Colorful Veggie Leftovers // Leftover fried sweet potatoes, red cabbage, and avocado salsa. (Weird, perhaps, but a sunny flavor explosion in the best way.)

Wild Rice Soup // With carrot, onion, garlic, seasoning salt, and curry powder.

Cranberry Coconut Scone-Cookies // I ate all the nuts out of a large bag of trail mix. Used all the fruit bits as the sweet part in an otherwise biscuit-like scone mixture.

To Cultivate

Passing The Joy Of Gardening On To The Young Ones // My former roommate and friend, Sarah, has been hanging out and doing low-key activities, cooking meals, and spending time with an elementary girl for the past year or so. I’ve joined them on a few occasions (for Easter egg coloring, Pumpkin painting, Christmas ornament decorating, etc.) This time we planted seeds — chives and African daisies.

New Risks // For the first time, I submitted a piece of writing to an online publication for consideration.

Slow Puzzle Time // My parents gifted Jakob and I a puzzle of Texas. It is 1,000 pieces. The last one we did was one comprised of the national parks and it was 500. We have a modest start to build upon. We enjoy putting on a couple podcasts and/or music, and gettin to work.

Outdoor Time // We purchased a bike last fall for me, before the winter. Jakob and I only got a couple rides in before the cold arrived, so it was nice to head out this weekend for the first bike of the season.

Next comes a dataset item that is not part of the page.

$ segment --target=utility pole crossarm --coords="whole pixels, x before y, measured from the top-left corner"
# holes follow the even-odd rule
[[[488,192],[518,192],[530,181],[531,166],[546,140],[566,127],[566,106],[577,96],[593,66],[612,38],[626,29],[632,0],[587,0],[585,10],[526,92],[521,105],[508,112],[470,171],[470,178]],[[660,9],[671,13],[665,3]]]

Spring weather feels like hope and refreshment. Evening walks around the neighborhood are also therapeutic.

Ordinary Observing // It’s been fun pausing at scenes like this and remembering that items have stories. Hoping to never tire of reliving the stories that have made, and are making, our home.

A Child-Like, Praying Life

“The opposite of a childlike spirit is a cynical spirit.

Cynicism creates a numbness toward life. Cynicism begins with a wry assurance that everyone has an angle. Behind every silver lining is a cloud. The cynic is always observing, critiquing, but never engaging, loving, and hoping.

To be cynical is to be distant. While offering a false intimacy of being “in the know,” cynicism actually destroys intimacy. It leads to bitterness that can deaden and even destroy the spirit.

Cynicism and defeated weariness have this in common: they both question the active goodness of God on our behalf. Left unchallenged, their low-level doubt opens the door for bigger doubt.

A praying life is just the opposite. It engages evil. It doesn’t take no for an answer. The psalmist was in God’s face, hoping, dreaming, asking. Prayer is feisty.

Cynicism, on the other hand, merely critiques. It is passive, cocooning itself from the passions of the great cosmic battle we are engaged. It is without hope.”